Built with so much AI assistance
Datasette Apps started life back in April as datasette-agent-artifacts, a plugin I have since renamed to datasette-agent-edit
keeping only its editing tools. I built that as one of the first plugins for Datasette Agent, to help get the plugin hooks into the right shape. That first prototype was mainly built using Claude Opus 4.6 in Claude Code.
When I switched track to Datasette Apps I started with a plan constructed using Codex Desktop and GPT-5.5 xhigh, based on extensive dialog and feeding in both datasette-agent-artifacts
and other prototypes I had built.
Most of the work that followed stuck with Codex, but in the few short days that we had access to Claude Fable 5 I had it run a security evaluation of the product (an ability that would get it banned by the US government shortly afterwards) and it found a very real problem.
I was allowing users to allow-list CSP hosts for their apps, but Fable pointed out the following attack:
- A less privileged user with
create-app
permission creates an app that queries SQLite for all available tables and selects and exfiltrates all of the data to a host they had allow-listed via CSP. - They then trick an administrator user with access to private data into visiting their app.
- ... and the app can now run queries as that user and steal their private data!
That’s clearly unacceptable. I fixed it by restricting the ability to allow-list any domain to a new apps-set-csp
permission, which is intended just for trusted staff. Site administrators can also configure Datasette with a list of allowed_csp_origins
, which regular users can then select. This means you can do things like allow cdnjs.cloudflare.com
and your users will be able to build apps that load extra JavaScript libraries from the cdnjs CDN.
I’ve reviewed Datasette Apps extremely closely, especially the security-adjacent parts of it.
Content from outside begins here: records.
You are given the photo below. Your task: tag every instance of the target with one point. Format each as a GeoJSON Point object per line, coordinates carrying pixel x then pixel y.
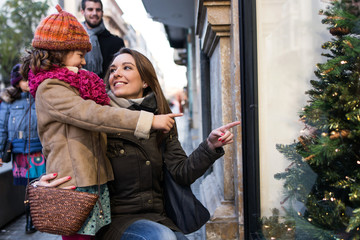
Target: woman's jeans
{"type": "Point", "coordinates": [149, 230]}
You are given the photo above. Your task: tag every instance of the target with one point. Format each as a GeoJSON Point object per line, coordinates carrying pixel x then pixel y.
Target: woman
{"type": "Point", "coordinates": [136, 194]}
{"type": "Point", "coordinates": [14, 127]}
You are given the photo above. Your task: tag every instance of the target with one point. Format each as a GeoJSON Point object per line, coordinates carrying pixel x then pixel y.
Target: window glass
{"type": "Point", "coordinates": [290, 38]}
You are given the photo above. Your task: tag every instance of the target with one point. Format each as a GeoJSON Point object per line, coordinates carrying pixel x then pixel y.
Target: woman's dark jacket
{"type": "Point", "coordinates": [137, 191]}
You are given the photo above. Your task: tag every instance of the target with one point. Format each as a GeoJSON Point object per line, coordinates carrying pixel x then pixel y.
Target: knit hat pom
{"type": "Point", "coordinates": [61, 31]}
{"type": "Point", "coordinates": [58, 8]}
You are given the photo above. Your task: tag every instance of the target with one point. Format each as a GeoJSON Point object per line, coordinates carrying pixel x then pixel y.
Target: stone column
{"type": "Point", "coordinates": [213, 25]}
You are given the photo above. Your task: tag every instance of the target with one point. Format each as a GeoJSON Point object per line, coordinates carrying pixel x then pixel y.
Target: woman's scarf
{"type": "Point", "coordinates": [147, 103]}
{"type": "Point", "coordinates": [89, 85]}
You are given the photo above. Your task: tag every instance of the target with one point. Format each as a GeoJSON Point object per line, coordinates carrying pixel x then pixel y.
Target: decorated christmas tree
{"type": "Point", "coordinates": [322, 182]}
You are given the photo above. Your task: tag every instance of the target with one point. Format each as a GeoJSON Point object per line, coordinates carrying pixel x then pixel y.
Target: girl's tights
{"type": "Point", "coordinates": [78, 237]}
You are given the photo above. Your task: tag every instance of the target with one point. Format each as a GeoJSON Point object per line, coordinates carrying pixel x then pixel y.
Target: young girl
{"type": "Point", "coordinates": [14, 127]}
{"type": "Point", "coordinates": [73, 112]}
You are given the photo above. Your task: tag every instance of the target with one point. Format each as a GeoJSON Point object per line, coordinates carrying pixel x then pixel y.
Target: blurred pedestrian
{"type": "Point", "coordinates": [104, 44]}
{"type": "Point", "coordinates": [14, 126]}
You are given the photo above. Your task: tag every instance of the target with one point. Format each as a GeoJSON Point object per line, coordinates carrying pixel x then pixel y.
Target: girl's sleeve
{"type": "Point", "coordinates": [57, 100]}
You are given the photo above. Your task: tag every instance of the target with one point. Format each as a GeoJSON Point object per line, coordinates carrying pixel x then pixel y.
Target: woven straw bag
{"type": "Point", "coordinates": [59, 211]}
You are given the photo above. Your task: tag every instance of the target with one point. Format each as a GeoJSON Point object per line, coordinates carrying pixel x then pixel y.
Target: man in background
{"type": "Point", "coordinates": [104, 44]}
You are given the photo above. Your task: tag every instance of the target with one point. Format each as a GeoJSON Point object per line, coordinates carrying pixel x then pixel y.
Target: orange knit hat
{"type": "Point", "coordinates": [61, 31]}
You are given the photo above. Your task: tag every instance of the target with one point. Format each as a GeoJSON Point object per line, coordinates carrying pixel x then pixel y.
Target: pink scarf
{"type": "Point", "coordinates": [89, 85]}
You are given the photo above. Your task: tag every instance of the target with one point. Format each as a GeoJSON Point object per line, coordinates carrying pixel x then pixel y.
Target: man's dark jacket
{"type": "Point", "coordinates": [109, 45]}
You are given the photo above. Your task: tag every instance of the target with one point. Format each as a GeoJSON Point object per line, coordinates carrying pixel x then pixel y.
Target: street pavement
{"type": "Point", "coordinates": [188, 138]}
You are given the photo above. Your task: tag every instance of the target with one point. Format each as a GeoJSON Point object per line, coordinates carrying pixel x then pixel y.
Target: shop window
{"type": "Point", "coordinates": [309, 153]}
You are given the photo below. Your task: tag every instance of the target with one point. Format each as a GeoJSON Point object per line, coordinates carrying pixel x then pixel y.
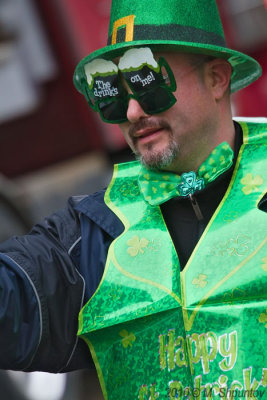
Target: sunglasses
{"type": "Point", "coordinates": [150, 88]}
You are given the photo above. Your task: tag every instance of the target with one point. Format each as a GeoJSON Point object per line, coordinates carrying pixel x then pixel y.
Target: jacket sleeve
{"type": "Point", "coordinates": [41, 294]}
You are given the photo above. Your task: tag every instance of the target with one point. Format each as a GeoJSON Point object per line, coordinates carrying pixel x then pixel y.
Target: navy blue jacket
{"type": "Point", "coordinates": [49, 274]}
{"type": "Point", "coordinates": [42, 285]}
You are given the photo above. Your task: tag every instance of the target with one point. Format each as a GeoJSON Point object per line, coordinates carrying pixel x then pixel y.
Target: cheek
{"type": "Point", "coordinates": [125, 131]}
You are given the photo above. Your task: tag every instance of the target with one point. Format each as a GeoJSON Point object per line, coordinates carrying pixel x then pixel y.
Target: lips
{"type": "Point", "coordinates": [146, 132]}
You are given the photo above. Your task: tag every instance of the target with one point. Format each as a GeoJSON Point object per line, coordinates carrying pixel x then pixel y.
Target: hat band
{"type": "Point", "coordinates": [171, 32]}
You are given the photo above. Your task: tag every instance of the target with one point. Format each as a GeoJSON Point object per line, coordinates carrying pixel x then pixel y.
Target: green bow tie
{"type": "Point", "coordinates": [159, 186]}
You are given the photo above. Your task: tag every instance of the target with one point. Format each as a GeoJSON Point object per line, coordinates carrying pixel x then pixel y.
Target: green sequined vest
{"type": "Point", "coordinates": [157, 333]}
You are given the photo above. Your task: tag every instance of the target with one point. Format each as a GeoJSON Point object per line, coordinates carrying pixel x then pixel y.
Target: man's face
{"type": "Point", "coordinates": [174, 138]}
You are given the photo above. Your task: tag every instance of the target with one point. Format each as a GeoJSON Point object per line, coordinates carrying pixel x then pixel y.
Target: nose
{"type": "Point", "coordinates": [135, 111]}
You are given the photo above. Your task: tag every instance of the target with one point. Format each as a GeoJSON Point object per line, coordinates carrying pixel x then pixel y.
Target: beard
{"type": "Point", "coordinates": [153, 159]}
{"type": "Point", "coordinates": [150, 158]}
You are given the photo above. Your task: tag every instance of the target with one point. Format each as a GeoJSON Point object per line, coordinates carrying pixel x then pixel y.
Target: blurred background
{"type": "Point", "coordinates": [52, 145]}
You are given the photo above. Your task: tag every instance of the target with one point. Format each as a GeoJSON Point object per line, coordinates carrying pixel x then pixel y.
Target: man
{"type": "Point", "coordinates": [180, 234]}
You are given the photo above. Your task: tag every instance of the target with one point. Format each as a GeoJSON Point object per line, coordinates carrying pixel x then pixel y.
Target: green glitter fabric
{"type": "Point", "coordinates": [160, 186]}
{"type": "Point", "coordinates": [157, 333]}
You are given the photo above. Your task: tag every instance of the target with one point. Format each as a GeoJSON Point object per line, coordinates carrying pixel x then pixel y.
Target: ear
{"type": "Point", "coordinates": [219, 73]}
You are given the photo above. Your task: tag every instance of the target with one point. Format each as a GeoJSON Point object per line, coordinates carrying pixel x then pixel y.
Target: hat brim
{"type": "Point", "coordinates": [245, 69]}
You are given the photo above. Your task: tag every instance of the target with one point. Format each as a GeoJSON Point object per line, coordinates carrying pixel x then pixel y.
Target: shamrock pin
{"type": "Point", "coordinates": [190, 184]}
{"type": "Point", "coordinates": [200, 281]}
{"type": "Point", "coordinates": [263, 318]}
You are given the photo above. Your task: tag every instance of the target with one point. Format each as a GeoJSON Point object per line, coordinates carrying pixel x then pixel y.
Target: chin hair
{"type": "Point", "coordinates": [159, 160]}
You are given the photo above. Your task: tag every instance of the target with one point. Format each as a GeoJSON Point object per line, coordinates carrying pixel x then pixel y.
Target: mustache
{"type": "Point", "coordinates": [147, 123]}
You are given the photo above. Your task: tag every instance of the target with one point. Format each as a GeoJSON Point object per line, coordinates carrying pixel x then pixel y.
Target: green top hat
{"type": "Point", "coordinates": [192, 26]}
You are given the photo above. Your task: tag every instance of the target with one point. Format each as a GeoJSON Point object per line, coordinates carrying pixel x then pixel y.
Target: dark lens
{"type": "Point", "coordinates": [114, 111]}
{"type": "Point", "coordinates": [156, 100]}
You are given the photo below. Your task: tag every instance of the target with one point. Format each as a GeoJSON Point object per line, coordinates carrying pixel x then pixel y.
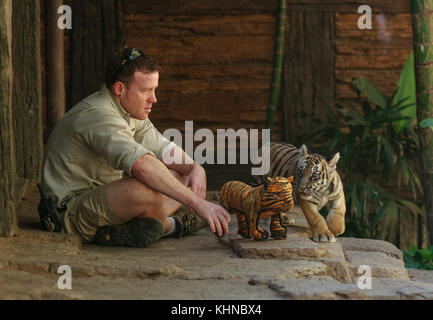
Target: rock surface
{"type": "Point", "coordinates": [202, 266]}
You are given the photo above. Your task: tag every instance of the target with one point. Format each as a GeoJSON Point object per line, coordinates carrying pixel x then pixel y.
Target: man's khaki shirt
{"type": "Point", "coordinates": [95, 143]}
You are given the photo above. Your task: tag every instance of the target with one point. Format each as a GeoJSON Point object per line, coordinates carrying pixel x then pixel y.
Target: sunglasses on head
{"type": "Point", "coordinates": [132, 55]}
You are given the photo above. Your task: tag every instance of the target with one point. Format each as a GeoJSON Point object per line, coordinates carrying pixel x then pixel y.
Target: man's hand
{"type": "Point", "coordinates": [197, 181]}
{"type": "Point", "coordinates": [215, 215]}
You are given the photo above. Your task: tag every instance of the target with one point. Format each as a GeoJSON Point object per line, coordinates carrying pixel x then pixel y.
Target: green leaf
{"type": "Point", "coordinates": [371, 91]}
{"type": "Point", "coordinates": [427, 123]}
{"type": "Point", "coordinates": [406, 90]}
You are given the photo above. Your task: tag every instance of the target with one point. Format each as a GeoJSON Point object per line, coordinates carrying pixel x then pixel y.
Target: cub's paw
{"type": "Point", "coordinates": [323, 237]}
{"type": "Point", "coordinates": [287, 220]}
{"type": "Point", "coordinates": [260, 235]}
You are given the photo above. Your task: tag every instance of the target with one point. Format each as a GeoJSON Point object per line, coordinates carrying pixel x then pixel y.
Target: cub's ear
{"type": "Point", "coordinates": [303, 150]}
{"type": "Point", "coordinates": [267, 181]}
{"type": "Point", "coordinates": [334, 160]}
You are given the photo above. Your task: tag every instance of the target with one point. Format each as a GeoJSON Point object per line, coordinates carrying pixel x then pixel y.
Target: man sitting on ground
{"type": "Point", "coordinates": [112, 177]}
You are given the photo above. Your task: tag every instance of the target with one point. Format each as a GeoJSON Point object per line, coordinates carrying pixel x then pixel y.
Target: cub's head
{"type": "Point", "coordinates": [314, 172]}
{"type": "Point", "coordinates": [278, 193]}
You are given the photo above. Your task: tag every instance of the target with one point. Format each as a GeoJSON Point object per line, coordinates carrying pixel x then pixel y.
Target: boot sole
{"type": "Point", "coordinates": [136, 233]}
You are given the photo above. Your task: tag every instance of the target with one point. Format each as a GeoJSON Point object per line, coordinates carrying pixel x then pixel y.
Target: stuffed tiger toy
{"type": "Point", "coordinates": [316, 184]}
{"type": "Point", "coordinates": [249, 204]}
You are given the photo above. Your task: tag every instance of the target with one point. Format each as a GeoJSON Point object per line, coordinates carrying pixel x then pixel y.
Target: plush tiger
{"type": "Point", "coordinates": [316, 184]}
{"type": "Point", "coordinates": [249, 204]}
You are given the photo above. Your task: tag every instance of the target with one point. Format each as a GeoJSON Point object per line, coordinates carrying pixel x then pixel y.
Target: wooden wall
{"type": "Point", "coordinates": [325, 50]}
{"type": "Point", "coordinates": [216, 58]}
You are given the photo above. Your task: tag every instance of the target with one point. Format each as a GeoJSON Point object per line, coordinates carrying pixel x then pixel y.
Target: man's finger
{"type": "Point", "coordinates": [218, 227]}
{"type": "Point", "coordinates": [211, 224]}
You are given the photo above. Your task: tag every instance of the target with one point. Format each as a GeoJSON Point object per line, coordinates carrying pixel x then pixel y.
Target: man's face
{"type": "Point", "coordinates": [140, 94]}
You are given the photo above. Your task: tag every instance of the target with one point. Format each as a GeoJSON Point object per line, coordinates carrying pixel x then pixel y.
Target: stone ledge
{"type": "Point", "coordinates": [369, 245]}
{"type": "Point", "coordinates": [292, 249]}
{"type": "Point", "coordinates": [382, 265]}
{"type": "Point", "coordinates": [319, 288]}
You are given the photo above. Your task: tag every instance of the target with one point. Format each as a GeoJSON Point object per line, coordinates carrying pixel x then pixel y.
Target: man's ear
{"type": "Point", "coordinates": [118, 88]}
{"type": "Point", "coordinates": [303, 150]}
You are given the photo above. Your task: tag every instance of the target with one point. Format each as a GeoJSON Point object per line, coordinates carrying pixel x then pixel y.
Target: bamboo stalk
{"type": "Point", "coordinates": [54, 65]}
{"type": "Point", "coordinates": [422, 23]}
{"type": "Point", "coordinates": [8, 219]}
{"type": "Point", "coordinates": [278, 65]}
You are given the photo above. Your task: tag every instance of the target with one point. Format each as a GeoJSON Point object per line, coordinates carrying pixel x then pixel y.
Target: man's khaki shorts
{"type": "Point", "coordinates": [87, 212]}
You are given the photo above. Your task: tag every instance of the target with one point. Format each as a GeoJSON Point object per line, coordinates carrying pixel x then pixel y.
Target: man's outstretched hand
{"type": "Point", "coordinates": [197, 181]}
{"type": "Point", "coordinates": [215, 215]}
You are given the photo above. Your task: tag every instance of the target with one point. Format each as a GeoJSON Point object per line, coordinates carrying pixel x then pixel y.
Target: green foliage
{"type": "Point", "coordinates": [427, 123]}
{"type": "Point", "coordinates": [418, 258]}
{"type": "Point", "coordinates": [376, 143]}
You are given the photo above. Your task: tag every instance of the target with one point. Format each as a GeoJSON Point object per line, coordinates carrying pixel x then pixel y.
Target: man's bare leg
{"type": "Point", "coordinates": [130, 199]}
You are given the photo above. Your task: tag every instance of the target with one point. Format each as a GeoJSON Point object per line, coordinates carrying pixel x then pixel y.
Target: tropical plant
{"type": "Point", "coordinates": [376, 142]}
{"type": "Point", "coordinates": [427, 123]}
{"type": "Point", "coordinates": [418, 258]}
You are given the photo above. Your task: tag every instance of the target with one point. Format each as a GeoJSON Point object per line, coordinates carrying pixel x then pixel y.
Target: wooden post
{"type": "Point", "coordinates": [91, 47]}
{"type": "Point", "coordinates": [422, 22]}
{"type": "Point", "coordinates": [8, 220]}
{"type": "Point", "coordinates": [27, 88]}
{"type": "Point", "coordinates": [54, 65]}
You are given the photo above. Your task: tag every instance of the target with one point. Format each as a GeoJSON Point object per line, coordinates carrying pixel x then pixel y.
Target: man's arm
{"type": "Point", "coordinates": [154, 174]}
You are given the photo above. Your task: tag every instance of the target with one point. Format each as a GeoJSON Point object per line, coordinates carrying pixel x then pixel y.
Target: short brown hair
{"type": "Point", "coordinates": [125, 62]}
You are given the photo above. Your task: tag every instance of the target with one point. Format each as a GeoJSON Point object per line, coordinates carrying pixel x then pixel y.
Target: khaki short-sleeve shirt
{"type": "Point", "coordinates": [95, 143]}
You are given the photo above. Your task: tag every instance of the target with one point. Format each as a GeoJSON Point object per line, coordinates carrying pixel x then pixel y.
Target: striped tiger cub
{"type": "Point", "coordinates": [316, 184]}
{"type": "Point", "coordinates": [249, 204]}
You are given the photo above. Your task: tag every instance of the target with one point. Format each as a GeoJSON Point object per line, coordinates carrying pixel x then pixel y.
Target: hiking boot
{"type": "Point", "coordinates": [135, 233]}
{"type": "Point", "coordinates": [187, 222]}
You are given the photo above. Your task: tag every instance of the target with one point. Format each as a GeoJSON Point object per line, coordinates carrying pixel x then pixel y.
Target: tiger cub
{"type": "Point", "coordinates": [316, 184]}
{"type": "Point", "coordinates": [249, 204]}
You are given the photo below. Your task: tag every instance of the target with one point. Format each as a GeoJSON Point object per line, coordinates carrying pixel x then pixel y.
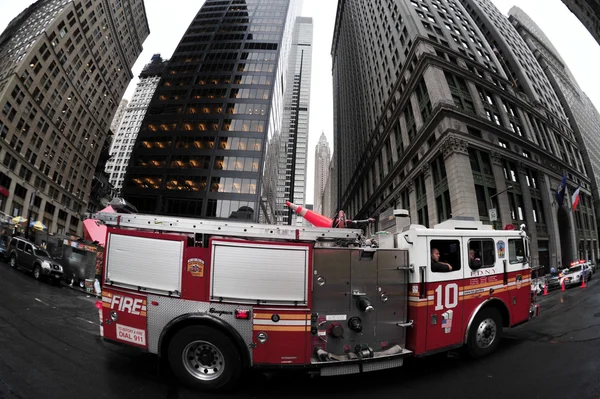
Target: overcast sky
{"type": "Point", "coordinates": [169, 19]}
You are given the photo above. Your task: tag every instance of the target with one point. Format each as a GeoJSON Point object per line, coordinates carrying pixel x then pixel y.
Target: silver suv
{"type": "Point", "coordinates": [30, 257]}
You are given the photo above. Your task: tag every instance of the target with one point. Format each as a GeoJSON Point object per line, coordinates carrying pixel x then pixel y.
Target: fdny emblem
{"type": "Point", "coordinates": [196, 267]}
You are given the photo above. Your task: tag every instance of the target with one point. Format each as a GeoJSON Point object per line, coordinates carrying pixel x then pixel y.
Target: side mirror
{"type": "Point", "coordinates": [526, 249]}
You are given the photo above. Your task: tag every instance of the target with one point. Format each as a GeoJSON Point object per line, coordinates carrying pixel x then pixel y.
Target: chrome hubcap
{"type": "Point", "coordinates": [203, 360]}
{"type": "Point", "coordinates": [486, 333]}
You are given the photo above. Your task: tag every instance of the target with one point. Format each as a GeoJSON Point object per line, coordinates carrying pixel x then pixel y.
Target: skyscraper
{"type": "Point", "coordinates": [64, 66]}
{"type": "Point", "coordinates": [588, 12]}
{"type": "Point", "coordinates": [322, 160]}
{"type": "Point", "coordinates": [132, 117]}
{"type": "Point", "coordinates": [442, 109]}
{"type": "Point", "coordinates": [294, 139]}
{"type": "Point", "coordinates": [583, 116]}
{"type": "Point", "coordinates": [202, 147]}
{"type": "Point", "coordinates": [118, 118]}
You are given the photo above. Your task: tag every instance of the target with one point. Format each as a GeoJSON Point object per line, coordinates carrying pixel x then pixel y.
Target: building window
{"type": "Point", "coordinates": [422, 209]}
{"type": "Point", "coordinates": [460, 92]}
{"type": "Point", "coordinates": [423, 99]}
{"type": "Point", "coordinates": [399, 142]}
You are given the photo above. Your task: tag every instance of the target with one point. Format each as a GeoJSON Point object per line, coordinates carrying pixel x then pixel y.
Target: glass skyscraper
{"type": "Point", "coordinates": [201, 150]}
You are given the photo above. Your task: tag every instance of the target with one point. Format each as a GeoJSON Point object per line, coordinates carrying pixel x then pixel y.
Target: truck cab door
{"type": "Point", "coordinates": [519, 280]}
{"type": "Point", "coordinates": [444, 304]}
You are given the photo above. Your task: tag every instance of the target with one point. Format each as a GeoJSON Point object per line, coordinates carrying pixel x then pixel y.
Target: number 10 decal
{"type": "Point", "coordinates": [450, 299]}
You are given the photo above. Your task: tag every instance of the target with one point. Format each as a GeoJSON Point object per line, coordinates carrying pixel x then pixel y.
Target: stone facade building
{"type": "Point", "coordinates": [322, 161]}
{"type": "Point", "coordinates": [64, 66]}
{"type": "Point", "coordinates": [455, 117]}
{"type": "Point", "coordinates": [131, 121]}
{"type": "Point", "coordinates": [583, 118]}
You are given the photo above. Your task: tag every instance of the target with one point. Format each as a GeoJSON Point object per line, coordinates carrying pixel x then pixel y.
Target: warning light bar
{"type": "Point", "coordinates": [242, 314]}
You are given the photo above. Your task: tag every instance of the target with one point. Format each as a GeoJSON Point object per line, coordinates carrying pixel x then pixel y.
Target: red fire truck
{"type": "Point", "coordinates": [213, 298]}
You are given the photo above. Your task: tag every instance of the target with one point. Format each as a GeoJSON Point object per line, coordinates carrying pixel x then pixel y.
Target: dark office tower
{"type": "Point", "coordinates": [442, 109]}
{"type": "Point", "coordinates": [583, 118]}
{"type": "Point", "coordinates": [588, 12]}
{"type": "Point", "coordinates": [201, 148]}
{"type": "Point", "coordinates": [64, 66]}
The critical sandbox and CSP configuration are based on multiple AI-assisted prototypes and tests.
It’s looking good so far
I’m really pleased with this initial release.
Datasette is growing beyond its origins as an application for serving read-only data into a much richer ecosystem of tools for doing useful things with that data once it has been collected.
Datasette’s roots are in data journalism. I’ve always been interested in the question of what comes next after a journalist gets their hands on a giant dump of data about the world. Datasette supports exploring and publishing it. Datasette Agent adds interrogating it with AI assistance. Now Datasette Apps expands that to building custom interfaces and visualizations to help unlock the stories that are hidden within.